History of a Pleasure Seeker will be in bookstores on February 14th. 4 stars out of 5.

*Author's Note: I was given a copy of this novel to review. All opinions listed, however, are my own.

Wednesday, January 4, 2012

The Night Swimmer

The Night Swimmer, by Matt Bondurant.

This is hard to describe now. I will have to carefully measure the tone. In my mind it is a story without words, only the shrill cry of heartbreak. I think of how much time I spent with my head in the water, swimming long stretches of the lake or the churning green sea. I think of what happened on that windy shore, the broken harbor, a small pub on the edge of the world, and I am ashamed.

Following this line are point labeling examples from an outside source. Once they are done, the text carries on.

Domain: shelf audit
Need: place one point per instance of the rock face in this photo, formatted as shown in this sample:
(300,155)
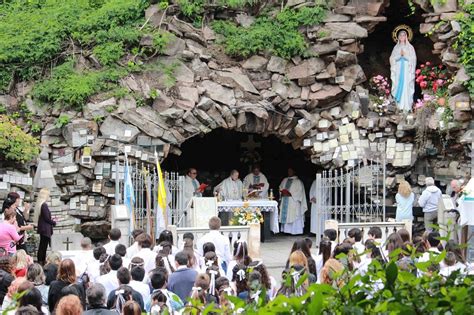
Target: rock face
(317,103)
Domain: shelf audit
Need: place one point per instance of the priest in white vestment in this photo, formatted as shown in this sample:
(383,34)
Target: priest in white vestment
(318,216)
(257,181)
(191,186)
(231,187)
(292,204)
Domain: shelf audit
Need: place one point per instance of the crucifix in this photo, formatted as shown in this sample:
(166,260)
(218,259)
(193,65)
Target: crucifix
(250,145)
(67,242)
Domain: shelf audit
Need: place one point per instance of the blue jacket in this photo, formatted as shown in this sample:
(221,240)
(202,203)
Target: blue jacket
(181,282)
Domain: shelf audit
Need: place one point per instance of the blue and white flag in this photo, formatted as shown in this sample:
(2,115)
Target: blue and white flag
(129,194)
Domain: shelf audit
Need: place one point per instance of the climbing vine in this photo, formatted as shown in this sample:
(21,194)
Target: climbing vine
(277,35)
(465,44)
(15,144)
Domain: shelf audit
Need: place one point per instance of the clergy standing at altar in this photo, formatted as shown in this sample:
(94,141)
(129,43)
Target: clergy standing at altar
(292,204)
(231,187)
(257,181)
(318,218)
(191,186)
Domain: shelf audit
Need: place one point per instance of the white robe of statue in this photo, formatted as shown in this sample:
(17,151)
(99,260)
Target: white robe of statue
(252,179)
(230,189)
(190,187)
(292,208)
(402,74)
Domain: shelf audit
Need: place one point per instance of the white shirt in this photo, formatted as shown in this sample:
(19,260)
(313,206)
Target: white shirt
(109,281)
(141,288)
(132,250)
(433,251)
(148,257)
(221,243)
(110,247)
(359,247)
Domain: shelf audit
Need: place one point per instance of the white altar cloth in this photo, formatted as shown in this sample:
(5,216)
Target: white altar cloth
(466,211)
(263,204)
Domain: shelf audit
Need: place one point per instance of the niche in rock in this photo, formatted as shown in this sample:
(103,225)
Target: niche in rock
(215,154)
(379,44)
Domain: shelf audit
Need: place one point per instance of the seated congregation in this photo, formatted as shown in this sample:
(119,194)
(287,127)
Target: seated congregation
(113,279)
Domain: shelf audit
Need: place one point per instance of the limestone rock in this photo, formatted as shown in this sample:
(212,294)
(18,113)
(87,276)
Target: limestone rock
(174,47)
(162,102)
(325,47)
(445,6)
(172,113)
(344,58)
(241,79)
(343,30)
(327,93)
(183,73)
(277,64)
(92,110)
(219,93)
(255,63)
(349,10)
(115,127)
(334,17)
(188,94)
(306,68)
(97,230)
(154,15)
(353,75)
(76,132)
(244,19)
(425,28)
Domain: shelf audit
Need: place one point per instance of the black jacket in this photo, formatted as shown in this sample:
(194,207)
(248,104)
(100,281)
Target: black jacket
(5,280)
(56,293)
(100,311)
(45,223)
(137,297)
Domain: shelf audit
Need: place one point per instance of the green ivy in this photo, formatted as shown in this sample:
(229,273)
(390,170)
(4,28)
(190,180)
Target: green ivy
(279,35)
(15,144)
(109,53)
(71,87)
(465,45)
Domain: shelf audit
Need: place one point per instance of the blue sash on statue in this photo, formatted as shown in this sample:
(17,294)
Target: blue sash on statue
(256,179)
(401,80)
(285,201)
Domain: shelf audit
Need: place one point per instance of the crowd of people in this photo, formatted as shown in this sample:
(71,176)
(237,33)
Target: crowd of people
(156,276)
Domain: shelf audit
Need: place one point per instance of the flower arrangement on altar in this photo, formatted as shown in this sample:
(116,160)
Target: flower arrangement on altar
(380,97)
(433,81)
(246,215)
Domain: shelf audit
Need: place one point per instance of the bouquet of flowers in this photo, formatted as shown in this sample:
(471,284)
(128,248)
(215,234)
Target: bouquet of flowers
(246,215)
(380,96)
(432,78)
(380,86)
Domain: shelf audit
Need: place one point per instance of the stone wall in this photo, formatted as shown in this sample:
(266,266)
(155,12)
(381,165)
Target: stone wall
(318,104)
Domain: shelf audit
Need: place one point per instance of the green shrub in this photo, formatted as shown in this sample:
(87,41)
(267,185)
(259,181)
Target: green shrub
(279,35)
(465,45)
(109,53)
(15,144)
(70,87)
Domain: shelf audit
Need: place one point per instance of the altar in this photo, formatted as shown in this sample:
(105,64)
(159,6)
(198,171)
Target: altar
(268,208)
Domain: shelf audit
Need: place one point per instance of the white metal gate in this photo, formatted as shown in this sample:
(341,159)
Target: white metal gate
(145,187)
(354,195)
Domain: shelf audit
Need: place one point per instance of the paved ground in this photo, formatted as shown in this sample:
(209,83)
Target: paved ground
(276,251)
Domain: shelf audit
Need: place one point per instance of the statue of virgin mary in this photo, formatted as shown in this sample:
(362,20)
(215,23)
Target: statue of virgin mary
(402,68)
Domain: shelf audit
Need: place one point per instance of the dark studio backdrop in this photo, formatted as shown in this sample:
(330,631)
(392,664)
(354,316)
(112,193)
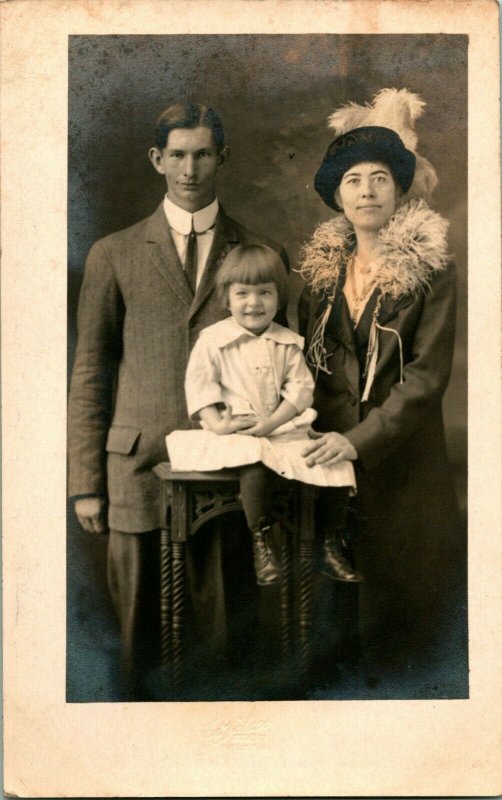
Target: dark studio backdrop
(274,93)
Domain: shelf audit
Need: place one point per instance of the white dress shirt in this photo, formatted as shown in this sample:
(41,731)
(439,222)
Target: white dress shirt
(249,373)
(180,223)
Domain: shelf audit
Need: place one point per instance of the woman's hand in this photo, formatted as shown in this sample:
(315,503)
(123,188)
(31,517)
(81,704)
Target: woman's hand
(328,448)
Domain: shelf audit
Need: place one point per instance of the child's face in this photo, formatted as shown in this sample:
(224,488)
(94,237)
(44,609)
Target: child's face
(253,306)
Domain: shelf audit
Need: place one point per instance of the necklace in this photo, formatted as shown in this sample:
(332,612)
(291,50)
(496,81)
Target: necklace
(368,281)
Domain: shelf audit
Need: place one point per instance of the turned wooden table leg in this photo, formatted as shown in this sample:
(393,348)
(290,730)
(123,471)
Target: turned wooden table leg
(306,553)
(180,510)
(286,594)
(165,596)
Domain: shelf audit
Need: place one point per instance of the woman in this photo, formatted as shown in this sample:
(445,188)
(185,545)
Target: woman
(378,313)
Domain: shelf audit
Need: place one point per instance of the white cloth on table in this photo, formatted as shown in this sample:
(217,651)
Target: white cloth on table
(205,451)
(250,374)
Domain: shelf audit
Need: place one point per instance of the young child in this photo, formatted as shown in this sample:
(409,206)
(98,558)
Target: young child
(248,375)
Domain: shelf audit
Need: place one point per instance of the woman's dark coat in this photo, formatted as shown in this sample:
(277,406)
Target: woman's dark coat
(408,543)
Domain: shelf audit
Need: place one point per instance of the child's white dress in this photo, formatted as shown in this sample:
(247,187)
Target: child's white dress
(233,367)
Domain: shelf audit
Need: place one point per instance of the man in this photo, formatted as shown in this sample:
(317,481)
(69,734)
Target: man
(147,293)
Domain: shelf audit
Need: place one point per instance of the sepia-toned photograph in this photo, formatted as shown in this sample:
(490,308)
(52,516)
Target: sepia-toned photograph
(251,333)
(273,229)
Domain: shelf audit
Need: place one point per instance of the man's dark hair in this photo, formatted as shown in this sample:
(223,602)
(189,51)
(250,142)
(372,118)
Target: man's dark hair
(188,115)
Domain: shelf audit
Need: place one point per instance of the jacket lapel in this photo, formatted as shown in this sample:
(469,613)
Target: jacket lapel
(164,255)
(225,238)
(389,308)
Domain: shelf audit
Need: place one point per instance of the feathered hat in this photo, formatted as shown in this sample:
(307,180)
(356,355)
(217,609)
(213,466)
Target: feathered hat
(379,131)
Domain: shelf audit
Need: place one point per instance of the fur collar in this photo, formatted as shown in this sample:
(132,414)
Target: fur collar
(411,248)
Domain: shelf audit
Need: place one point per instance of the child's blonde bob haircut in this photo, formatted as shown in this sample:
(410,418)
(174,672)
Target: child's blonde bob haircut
(252,264)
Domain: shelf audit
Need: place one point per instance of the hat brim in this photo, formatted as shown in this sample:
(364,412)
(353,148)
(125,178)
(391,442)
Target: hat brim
(364,144)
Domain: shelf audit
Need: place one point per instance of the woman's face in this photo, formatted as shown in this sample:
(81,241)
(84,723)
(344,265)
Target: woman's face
(368,195)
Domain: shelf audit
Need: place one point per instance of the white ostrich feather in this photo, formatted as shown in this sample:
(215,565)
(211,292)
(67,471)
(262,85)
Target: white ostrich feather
(411,248)
(397,109)
(391,108)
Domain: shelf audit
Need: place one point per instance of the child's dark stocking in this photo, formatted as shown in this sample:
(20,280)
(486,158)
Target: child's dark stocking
(257,491)
(333,513)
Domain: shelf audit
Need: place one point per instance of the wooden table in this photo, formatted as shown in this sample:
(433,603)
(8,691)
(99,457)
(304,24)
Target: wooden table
(193,498)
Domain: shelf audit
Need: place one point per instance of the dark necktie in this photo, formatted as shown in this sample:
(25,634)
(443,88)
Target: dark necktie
(191,259)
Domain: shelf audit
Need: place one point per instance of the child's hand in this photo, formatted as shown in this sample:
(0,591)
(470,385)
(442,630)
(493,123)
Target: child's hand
(226,424)
(262,427)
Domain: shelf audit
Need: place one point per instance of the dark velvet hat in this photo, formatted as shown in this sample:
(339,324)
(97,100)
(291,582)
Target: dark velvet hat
(368,143)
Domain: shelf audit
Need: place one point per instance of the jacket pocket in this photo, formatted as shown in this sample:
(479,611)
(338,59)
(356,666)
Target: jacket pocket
(122,440)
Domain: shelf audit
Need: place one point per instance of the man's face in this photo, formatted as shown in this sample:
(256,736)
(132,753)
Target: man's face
(189,162)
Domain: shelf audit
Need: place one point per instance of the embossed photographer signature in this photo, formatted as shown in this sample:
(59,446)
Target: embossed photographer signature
(239,732)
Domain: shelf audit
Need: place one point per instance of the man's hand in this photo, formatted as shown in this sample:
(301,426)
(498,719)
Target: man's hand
(90,513)
(328,448)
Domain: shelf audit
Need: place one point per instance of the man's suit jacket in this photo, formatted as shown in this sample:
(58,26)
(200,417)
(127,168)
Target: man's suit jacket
(137,322)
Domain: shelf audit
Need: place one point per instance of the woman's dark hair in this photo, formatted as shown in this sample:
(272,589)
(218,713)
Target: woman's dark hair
(188,115)
(252,264)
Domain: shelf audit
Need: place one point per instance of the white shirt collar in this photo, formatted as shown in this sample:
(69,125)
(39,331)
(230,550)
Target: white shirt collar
(228,330)
(181,220)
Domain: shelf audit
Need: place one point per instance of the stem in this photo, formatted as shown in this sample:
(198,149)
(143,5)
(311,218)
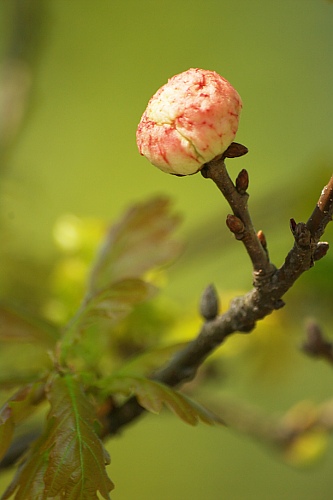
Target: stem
(238,201)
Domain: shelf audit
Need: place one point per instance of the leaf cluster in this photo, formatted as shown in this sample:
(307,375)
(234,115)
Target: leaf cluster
(68,460)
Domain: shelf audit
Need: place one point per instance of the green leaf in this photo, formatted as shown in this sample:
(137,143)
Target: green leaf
(18,327)
(152,395)
(110,305)
(140,241)
(68,460)
(116,302)
(17,408)
(150,360)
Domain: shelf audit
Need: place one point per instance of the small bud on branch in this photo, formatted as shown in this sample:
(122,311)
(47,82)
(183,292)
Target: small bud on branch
(242,181)
(209,304)
(235,225)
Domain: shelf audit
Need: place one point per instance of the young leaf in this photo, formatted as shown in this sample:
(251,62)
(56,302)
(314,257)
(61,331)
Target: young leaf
(16,409)
(17,327)
(150,360)
(68,460)
(111,304)
(115,302)
(140,241)
(152,395)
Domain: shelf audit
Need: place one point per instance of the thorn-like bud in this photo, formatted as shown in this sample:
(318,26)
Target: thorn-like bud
(293,225)
(235,225)
(235,150)
(242,181)
(262,239)
(209,303)
(321,250)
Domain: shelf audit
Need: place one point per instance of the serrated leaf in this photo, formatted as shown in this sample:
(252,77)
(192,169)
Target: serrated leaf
(150,360)
(18,327)
(140,241)
(152,395)
(68,460)
(16,409)
(117,301)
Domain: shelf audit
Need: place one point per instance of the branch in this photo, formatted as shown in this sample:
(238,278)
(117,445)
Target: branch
(270,285)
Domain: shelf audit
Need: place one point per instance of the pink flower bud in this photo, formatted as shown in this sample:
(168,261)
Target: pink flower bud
(189,121)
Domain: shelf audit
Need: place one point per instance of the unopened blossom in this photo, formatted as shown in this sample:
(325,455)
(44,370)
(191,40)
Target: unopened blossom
(189,121)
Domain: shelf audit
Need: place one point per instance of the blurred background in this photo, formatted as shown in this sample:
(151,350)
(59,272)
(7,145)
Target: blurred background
(75,78)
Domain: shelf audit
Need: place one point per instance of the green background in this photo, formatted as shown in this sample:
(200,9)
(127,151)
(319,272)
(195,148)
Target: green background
(93,68)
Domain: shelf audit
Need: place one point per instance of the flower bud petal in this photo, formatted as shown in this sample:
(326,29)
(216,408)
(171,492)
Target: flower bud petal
(189,121)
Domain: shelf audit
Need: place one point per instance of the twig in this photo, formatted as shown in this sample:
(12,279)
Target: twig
(240,223)
(245,311)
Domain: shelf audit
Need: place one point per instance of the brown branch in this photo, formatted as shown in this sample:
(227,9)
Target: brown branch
(270,285)
(240,223)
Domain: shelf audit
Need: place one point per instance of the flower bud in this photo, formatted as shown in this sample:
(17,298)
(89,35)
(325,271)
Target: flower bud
(189,121)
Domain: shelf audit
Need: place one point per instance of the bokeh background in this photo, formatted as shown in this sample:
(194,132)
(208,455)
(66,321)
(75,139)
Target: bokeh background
(75,79)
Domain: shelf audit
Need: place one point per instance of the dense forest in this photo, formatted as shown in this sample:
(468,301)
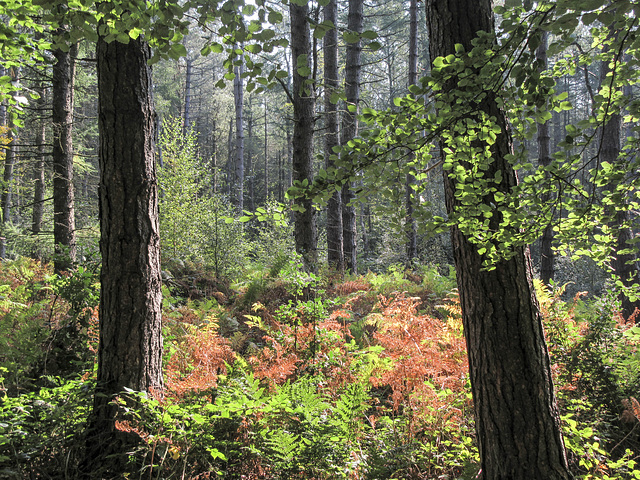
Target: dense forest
(319,239)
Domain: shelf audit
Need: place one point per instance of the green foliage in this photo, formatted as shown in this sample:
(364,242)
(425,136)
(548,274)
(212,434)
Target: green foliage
(41,431)
(193,225)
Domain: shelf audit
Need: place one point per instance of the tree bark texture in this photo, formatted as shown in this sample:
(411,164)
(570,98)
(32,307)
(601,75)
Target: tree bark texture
(188,80)
(353,67)
(335,250)
(305,230)
(410,199)
(130,349)
(517,421)
(547,256)
(64,225)
(625,266)
(38,169)
(238,98)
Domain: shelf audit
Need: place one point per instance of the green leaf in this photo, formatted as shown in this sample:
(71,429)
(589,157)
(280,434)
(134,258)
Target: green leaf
(351,37)
(274,17)
(177,51)
(369,35)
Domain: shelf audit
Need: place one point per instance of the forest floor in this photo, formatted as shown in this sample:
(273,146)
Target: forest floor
(289,375)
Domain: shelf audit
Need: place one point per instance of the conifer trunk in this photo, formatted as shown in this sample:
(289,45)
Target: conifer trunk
(349,130)
(130,349)
(305,230)
(517,421)
(238,98)
(64,224)
(547,256)
(335,250)
(411,228)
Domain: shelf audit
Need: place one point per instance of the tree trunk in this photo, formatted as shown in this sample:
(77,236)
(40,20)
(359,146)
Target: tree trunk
(238,180)
(305,231)
(411,229)
(250,167)
(130,350)
(186,126)
(624,265)
(266,155)
(214,157)
(547,256)
(64,225)
(38,169)
(517,421)
(353,67)
(335,251)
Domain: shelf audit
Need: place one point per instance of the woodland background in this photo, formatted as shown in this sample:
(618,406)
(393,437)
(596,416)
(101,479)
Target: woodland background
(286,359)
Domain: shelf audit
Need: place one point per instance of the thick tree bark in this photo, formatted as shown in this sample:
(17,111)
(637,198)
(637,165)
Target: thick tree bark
(305,230)
(64,225)
(238,98)
(335,251)
(411,228)
(130,349)
(349,130)
(517,421)
(547,256)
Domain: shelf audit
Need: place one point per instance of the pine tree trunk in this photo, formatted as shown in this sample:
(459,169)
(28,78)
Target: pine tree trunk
(624,265)
(335,251)
(64,225)
(186,126)
(305,230)
(130,349)
(38,170)
(517,421)
(250,167)
(350,130)
(5,200)
(266,155)
(238,181)
(410,199)
(547,256)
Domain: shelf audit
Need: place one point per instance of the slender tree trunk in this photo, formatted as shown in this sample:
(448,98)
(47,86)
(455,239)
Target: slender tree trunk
(7,178)
(350,130)
(266,156)
(64,225)
(517,421)
(238,97)
(305,230)
(410,198)
(214,157)
(289,158)
(624,265)
(547,256)
(249,177)
(335,250)
(230,170)
(38,169)
(130,349)
(186,126)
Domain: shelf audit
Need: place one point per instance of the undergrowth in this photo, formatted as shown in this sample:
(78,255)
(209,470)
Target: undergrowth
(300,377)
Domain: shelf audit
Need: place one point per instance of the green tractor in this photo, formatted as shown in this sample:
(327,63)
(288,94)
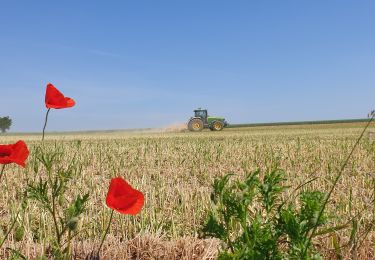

The Night Swimmer follows Elly and her husband Fred, who wins a pub in Ireland, complete with a little apartment above it and the taxes paid off. They soon find, however, that the locals don't like "blow-ins" - those who move to Ireland - and they have some trouble with the Corrigans, a "mob family" of sort that pretty much rule the island. Kieran Corrigan is building his own pub complete with guesthouses in the surrounding area, and he doesn't like it when people get in his way.

Elly has a rare skin condition - "congenital hypodermic strata" - a "thin, even layer of subcutaneous fat deposits under the skin all over [her] body, giving [her] skin a dimpled surface." Because of this, she can withstand colder water than most humans, and she revels in swimming in the waters near Ireland, though a few times she encounters dangerous waters and things in the water. This also means that she's not always on the island when she should be, as well.

This book flowed very nicely - almost like poetry - but wasn't really my "cup of tea." Some of the scenes/events were very vague and confused me, until the end when they all pieced themselves together. Matt Bondurant is something of a rising star in the literary world, it seems - his novel The Wettest County in the World is being made into a feature film with Shia LaBeouf, Jessica Chastain, and Mia Wasikowska - but his prose is more lyrical than substantive, with sometimes makes for hard reading/comprehending. Elly, Fred, and their Irish friends make for interesting characters, but they are not always easy to figure out.

The Night Swimmer will be available in bookstores on January 10th.
2.5 stars out of 5.

*Author's Note: I was given a copy of this novel to review. All opinions listed, however, are my own.